Hello to all, this will be my first upgrade from my recently deceased cheap grinder I've got a budget of around £200 I know it won't get a lot but as I'm bang on sage money is this the best/ only choice?

I do like a bit of different brew methods any help would be much appreciated as my head hurts lol


----------



## Rincewind (Aug 25, 2020)

Hi and welcome to the forum 😋.....there are plenty of good people on here who will give you some good advice......for me at that price range i (bought) a Rok GC hand grinder...some love it and some hate it....it's a minefield out there....good luck with whatever you purchase.

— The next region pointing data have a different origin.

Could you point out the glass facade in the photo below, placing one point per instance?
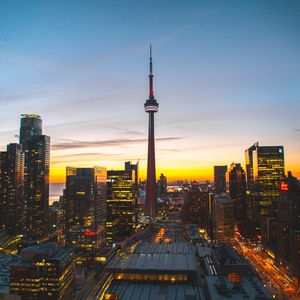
(121, 203)
(85, 211)
(36, 187)
(31, 125)
(11, 189)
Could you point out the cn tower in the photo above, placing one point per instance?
(151, 107)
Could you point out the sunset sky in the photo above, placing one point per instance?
(226, 75)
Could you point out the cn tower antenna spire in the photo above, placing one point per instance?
(151, 94)
(151, 107)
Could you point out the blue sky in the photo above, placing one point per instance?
(226, 75)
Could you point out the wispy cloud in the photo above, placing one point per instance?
(73, 144)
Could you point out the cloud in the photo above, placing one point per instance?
(73, 144)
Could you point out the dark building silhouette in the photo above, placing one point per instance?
(162, 184)
(31, 125)
(198, 208)
(36, 187)
(288, 227)
(265, 171)
(223, 219)
(121, 203)
(44, 271)
(85, 210)
(220, 179)
(36, 148)
(237, 191)
(151, 107)
(11, 189)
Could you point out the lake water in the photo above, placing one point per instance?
(55, 191)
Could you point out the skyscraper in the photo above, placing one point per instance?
(151, 107)
(85, 212)
(11, 189)
(265, 171)
(220, 179)
(223, 219)
(288, 227)
(162, 184)
(36, 177)
(36, 187)
(31, 125)
(237, 191)
(121, 203)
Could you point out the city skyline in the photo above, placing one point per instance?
(226, 76)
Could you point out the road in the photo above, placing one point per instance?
(276, 280)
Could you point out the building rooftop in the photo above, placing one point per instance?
(223, 198)
(157, 262)
(6, 261)
(174, 248)
(128, 291)
(249, 287)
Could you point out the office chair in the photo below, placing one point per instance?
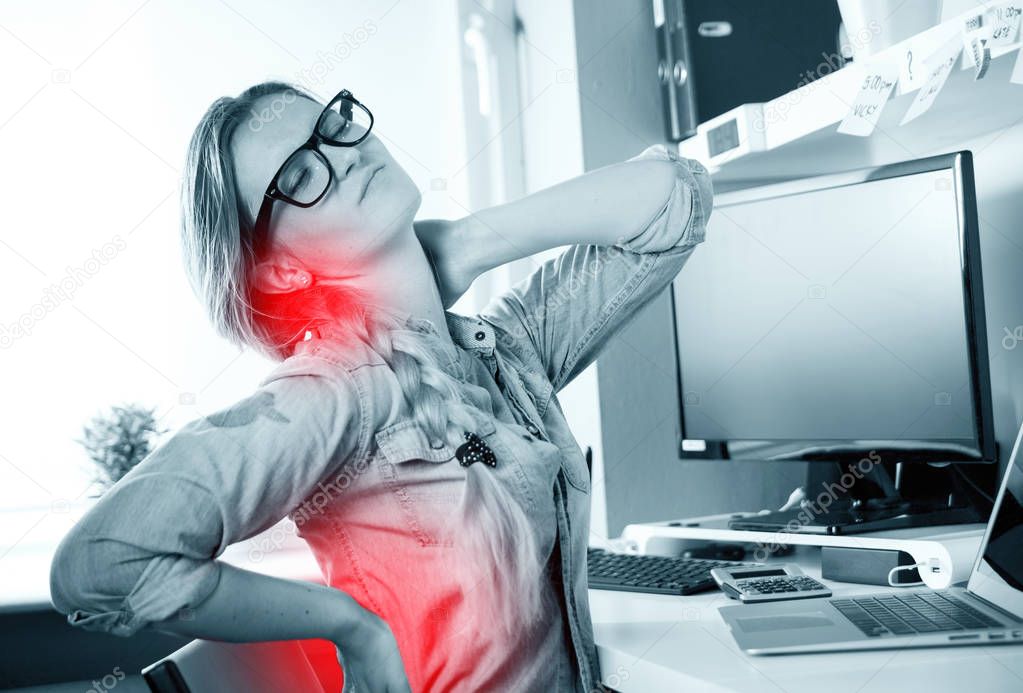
(213, 666)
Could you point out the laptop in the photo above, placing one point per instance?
(987, 611)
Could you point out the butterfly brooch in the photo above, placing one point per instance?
(475, 449)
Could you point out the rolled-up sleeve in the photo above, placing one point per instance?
(568, 308)
(146, 550)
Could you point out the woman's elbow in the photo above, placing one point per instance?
(89, 583)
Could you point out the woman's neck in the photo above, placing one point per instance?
(405, 284)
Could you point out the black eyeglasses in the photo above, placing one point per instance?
(306, 175)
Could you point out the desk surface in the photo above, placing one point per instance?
(659, 643)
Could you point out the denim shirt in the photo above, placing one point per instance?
(327, 440)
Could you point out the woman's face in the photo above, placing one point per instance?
(366, 211)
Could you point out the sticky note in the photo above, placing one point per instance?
(871, 98)
(913, 72)
(976, 51)
(937, 69)
(1017, 76)
(1005, 24)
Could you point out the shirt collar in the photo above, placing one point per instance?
(469, 334)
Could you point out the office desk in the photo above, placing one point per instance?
(655, 643)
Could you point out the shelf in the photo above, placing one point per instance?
(798, 136)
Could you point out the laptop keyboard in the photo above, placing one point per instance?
(907, 614)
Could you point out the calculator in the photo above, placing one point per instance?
(767, 583)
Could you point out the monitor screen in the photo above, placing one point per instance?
(833, 315)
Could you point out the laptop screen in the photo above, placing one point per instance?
(997, 575)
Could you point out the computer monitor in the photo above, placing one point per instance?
(837, 316)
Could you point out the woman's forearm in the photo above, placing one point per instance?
(249, 606)
(603, 207)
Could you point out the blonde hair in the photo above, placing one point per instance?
(495, 543)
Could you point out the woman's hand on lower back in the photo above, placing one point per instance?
(451, 256)
(369, 656)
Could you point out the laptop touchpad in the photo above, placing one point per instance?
(802, 620)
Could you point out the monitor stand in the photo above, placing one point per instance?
(889, 496)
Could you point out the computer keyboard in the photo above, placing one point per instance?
(906, 614)
(656, 574)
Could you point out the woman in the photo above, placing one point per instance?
(421, 455)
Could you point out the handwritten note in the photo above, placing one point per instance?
(976, 50)
(1005, 24)
(937, 69)
(870, 100)
(1017, 76)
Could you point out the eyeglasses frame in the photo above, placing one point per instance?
(273, 192)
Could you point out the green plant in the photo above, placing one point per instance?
(119, 440)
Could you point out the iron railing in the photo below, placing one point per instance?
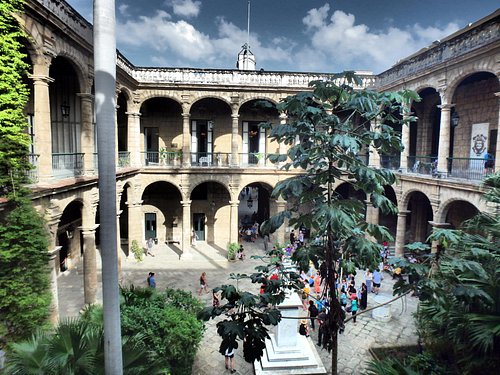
(32, 174)
(470, 168)
(67, 164)
(426, 165)
(392, 162)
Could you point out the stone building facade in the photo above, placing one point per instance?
(188, 141)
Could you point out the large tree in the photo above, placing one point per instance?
(14, 139)
(327, 132)
(458, 318)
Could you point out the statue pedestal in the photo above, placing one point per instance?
(288, 352)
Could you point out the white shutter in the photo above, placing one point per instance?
(245, 143)
(194, 142)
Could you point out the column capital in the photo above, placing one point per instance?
(439, 225)
(133, 114)
(446, 106)
(85, 96)
(40, 79)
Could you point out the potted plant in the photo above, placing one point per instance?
(232, 249)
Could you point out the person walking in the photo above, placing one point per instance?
(152, 280)
(313, 313)
(354, 309)
(377, 280)
(364, 297)
(203, 283)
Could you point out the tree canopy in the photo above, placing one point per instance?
(329, 131)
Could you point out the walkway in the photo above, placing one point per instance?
(353, 343)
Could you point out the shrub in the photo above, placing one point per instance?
(137, 251)
(232, 249)
(168, 322)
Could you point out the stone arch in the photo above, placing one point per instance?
(211, 212)
(161, 212)
(462, 75)
(211, 96)
(445, 207)
(145, 96)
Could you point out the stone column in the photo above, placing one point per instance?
(444, 139)
(87, 136)
(134, 138)
(405, 140)
(280, 232)
(89, 265)
(235, 139)
(42, 126)
(54, 305)
(373, 155)
(135, 224)
(282, 148)
(186, 231)
(497, 154)
(233, 227)
(186, 140)
(400, 233)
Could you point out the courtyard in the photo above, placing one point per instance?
(171, 272)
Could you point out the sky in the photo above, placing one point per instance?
(285, 35)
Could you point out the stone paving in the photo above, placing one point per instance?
(173, 272)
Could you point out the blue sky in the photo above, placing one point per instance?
(285, 35)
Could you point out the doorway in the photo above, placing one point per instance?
(199, 226)
(150, 225)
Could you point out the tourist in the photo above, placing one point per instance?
(203, 283)
(377, 280)
(305, 295)
(149, 246)
(368, 280)
(151, 280)
(354, 309)
(303, 328)
(363, 301)
(317, 284)
(313, 313)
(322, 331)
(229, 359)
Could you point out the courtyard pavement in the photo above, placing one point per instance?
(175, 273)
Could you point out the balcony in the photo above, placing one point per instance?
(424, 165)
(470, 168)
(65, 165)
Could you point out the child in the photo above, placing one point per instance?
(303, 328)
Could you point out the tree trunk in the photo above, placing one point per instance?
(105, 86)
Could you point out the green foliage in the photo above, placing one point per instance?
(232, 249)
(334, 125)
(459, 313)
(168, 322)
(137, 251)
(77, 347)
(24, 275)
(14, 140)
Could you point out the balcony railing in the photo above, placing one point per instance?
(391, 162)
(208, 159)
(426, 165)
(33, 173)
(123, 159)
(67, 164)
(470, 168)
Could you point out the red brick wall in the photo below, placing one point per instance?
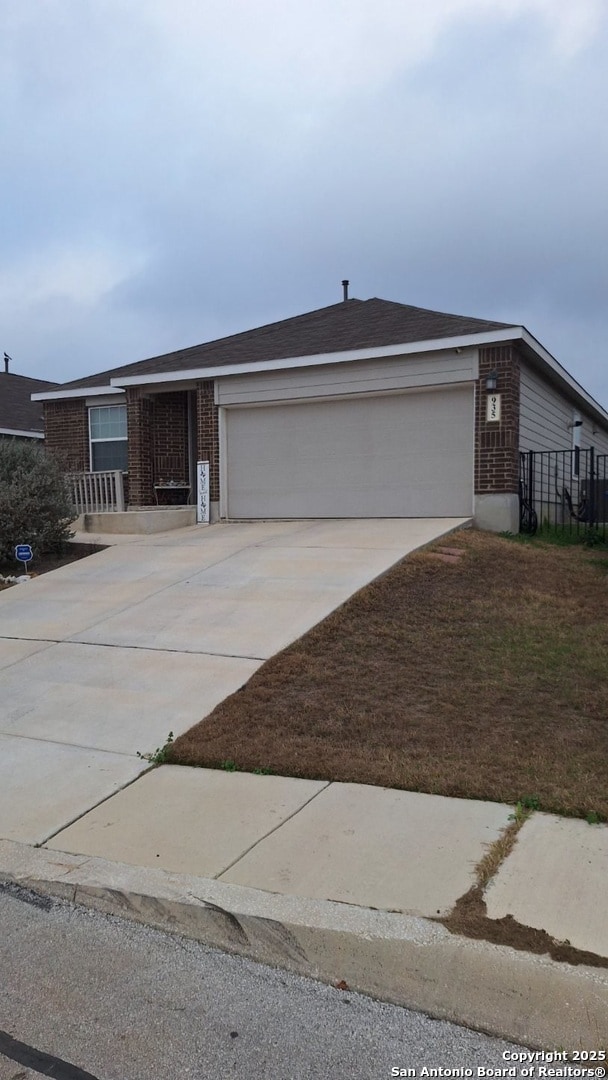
(66, 432)
(170, 442)
(497, 443)
(139, 431)
(207, 433)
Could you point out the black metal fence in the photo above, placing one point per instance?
(565, 490)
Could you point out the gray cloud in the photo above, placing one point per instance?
(184, 171)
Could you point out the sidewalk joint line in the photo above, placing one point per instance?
(273, 829)
(61, 742)
(106, 798)
(113, 645)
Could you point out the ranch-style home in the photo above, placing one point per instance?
(364, 408)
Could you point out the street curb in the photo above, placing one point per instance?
(402, 959)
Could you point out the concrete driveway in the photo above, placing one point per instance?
(100, 659)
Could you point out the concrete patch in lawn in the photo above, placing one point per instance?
(554, 879)
(112, 699)
(43, 786)
(187, 821)
(377, 848)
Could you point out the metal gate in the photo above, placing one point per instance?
(564, 490)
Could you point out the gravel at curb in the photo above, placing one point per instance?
(401, 959)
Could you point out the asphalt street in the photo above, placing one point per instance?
(88, 996)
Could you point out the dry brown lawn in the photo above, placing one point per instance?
(487, 678)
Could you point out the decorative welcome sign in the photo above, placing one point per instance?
(24, 554)
(492, 407)
(202, 493)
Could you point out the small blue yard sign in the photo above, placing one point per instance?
(23, 552)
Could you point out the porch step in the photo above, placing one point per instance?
(148, 520)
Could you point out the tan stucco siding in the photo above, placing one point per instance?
(545, 415)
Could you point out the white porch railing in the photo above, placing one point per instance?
(97, 493)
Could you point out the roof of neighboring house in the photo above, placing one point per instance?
(350, 324)
(17, 412)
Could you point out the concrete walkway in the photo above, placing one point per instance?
(342, 881)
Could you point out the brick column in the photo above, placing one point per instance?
(66, 433)
(139, 432)
(207, 433)
(497, 443)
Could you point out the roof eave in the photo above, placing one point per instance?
(75, 392)
(432, 345)
(22, 434)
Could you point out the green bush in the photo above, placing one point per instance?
(35, 500)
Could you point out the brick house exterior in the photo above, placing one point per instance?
(244, 403)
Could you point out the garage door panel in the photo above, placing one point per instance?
(388, 456)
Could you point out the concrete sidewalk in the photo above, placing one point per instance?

Love the user name....self explanatory i suppose....future missus says i should change mine to Grumpy or Arsehole :classic_wink:


----------



## Nonsmoker (Jan 17, 2021)

Rumpelstiltskin said:


> Hi and welcome to the forum 😋.....there are plenty of good people on here who will give you some good advice......for me at that price range i (bought) a Rok GC hand grinder...some love it and some hate it....it's a minefield out there....good luck with whatever you purchase.
> 
> Love the user name....self explanatory i suppose....future missus says i should change mine to Grumpy or Arsehole :classic_wink:


 Thank you for you input, and yes used to be a smoke many 🌙 ago but still proud I'm not now but with all this choice🤔


----------



## lake_m (Feb 4, 2017)

Hi and welcome!

You need to make a decision on whether you want a top end hand grinder or lower end electric. £200 may get you a decent second hand ex commercial on Ebay or even better on here (they do pop up occasionally). If you could stretch your budget to £250 - £300 you are into Mignon territory which will give you compactness and build quality.

Have a look around. I will note however a friend has just gone through the same process as yourself and stocks were low on nearly everything (home working and coffee go hand in hand!). He had a real chew, in the end he bought the last Mignon Specialita in the country for far more than his original budget of £250.


----------